一方、SimCSEを使用する場合は、事前にダウンロードした学習済みモデルの格納先パスを指定します。
# AzureOpenAIの設定
aoai_client = AzureOpenAI(
api_key = azure_conf.aoai.key1,
api_version = azure_conf.aoai.version,
azure_endpoint = azure_conf.aoai.endpoint,
)
# SimCSEの設定
simcse_model = SentenceTransformer("cl-nagoya/sup-simcse-ja-large")
3.テキストのベクトル化
テキストデータをEmbeddingモデルに渡してベクトル(分散表現)を取得します。
AzureOpenAIを使用する場合は、モデル名(model)を指定する必要があります。
ここで得られる「ベクトル」とは、高次元の実数値を含んだ配列です。
text = "こんにちは、世界"
# AzureOpenAIでベクトル化
vector = aoai_client.embeddings.create(
input=text,
model=azure_conf.aoai.deployName,
)
vector = vector.data[0].embedding
# SimCSEでベクトル化
vector = simcse_model.encode(text)
4.ベクトル同士の比較
ベクトル同士の比較にはユークリッド距離またはコサイン類似度を使うことが一般的です。

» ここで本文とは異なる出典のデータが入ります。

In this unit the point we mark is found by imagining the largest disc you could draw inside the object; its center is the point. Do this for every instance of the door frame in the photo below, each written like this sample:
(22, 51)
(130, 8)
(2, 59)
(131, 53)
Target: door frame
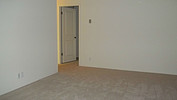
(60, 32)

ここでは2通り試せるようにそれぞれのサンプルコードを示します。2つのベクトルをそれぞれの関数に入力すると、ベクトルの類似性を実数値で出力します。
# ユークリッド距離
def euclid_dist(v1, v2):
return np.linalg.norm(v1-v2)
# コサイン類似度
def cos_sim(v1, v2):
return np.dot(v1, v2) / (np.linalg.norm(v1) * np.linalg.norm(v2))
単語同士の比較
本記事では、日本語Wikipediaコーパスに収録されている単語同士の類似性をヒートマップにしてみました。
ユークリッド距離を使った比較
類似性の高い単語同士はユークリッド距離が0に近い値をとります。
AzureOpenAI
SimCSE
コサイン類似度を使った比較
類似性の高い単語同士はコサイン類似度が1に近い値をとります。
AzureOpenAI
SimCSE
考察
SimCSEを使った場合の方が、似ている単語とそうでない単語の組み合わせがヒートマップの色の違いに顕著に表れています。
これは今回採用したSimCSEモデルが日本語データで学習されたものであったため、AzureOpenAIのEmbeddingモデルよりも単語の違いをより類似性尺度に反映できたからと考えられます。
まとめ
今回はサンプルコードも交えてEmbeddingモデルを使ったベクトル化と、ベクトル同士の類似性比較をしました。Embeddingモデルと類似性尺度をそれぞれ2種類ずつ採用して試してみましたが、本記事で取り上げることができたものはほんの一部にすぎません。Embeddingモデルや類似性尺度、ベクトルストア、LLMを使うためのフレームワークなど、ぜひ様々な要素技術を比較してご自身の構築に役立ててみてください。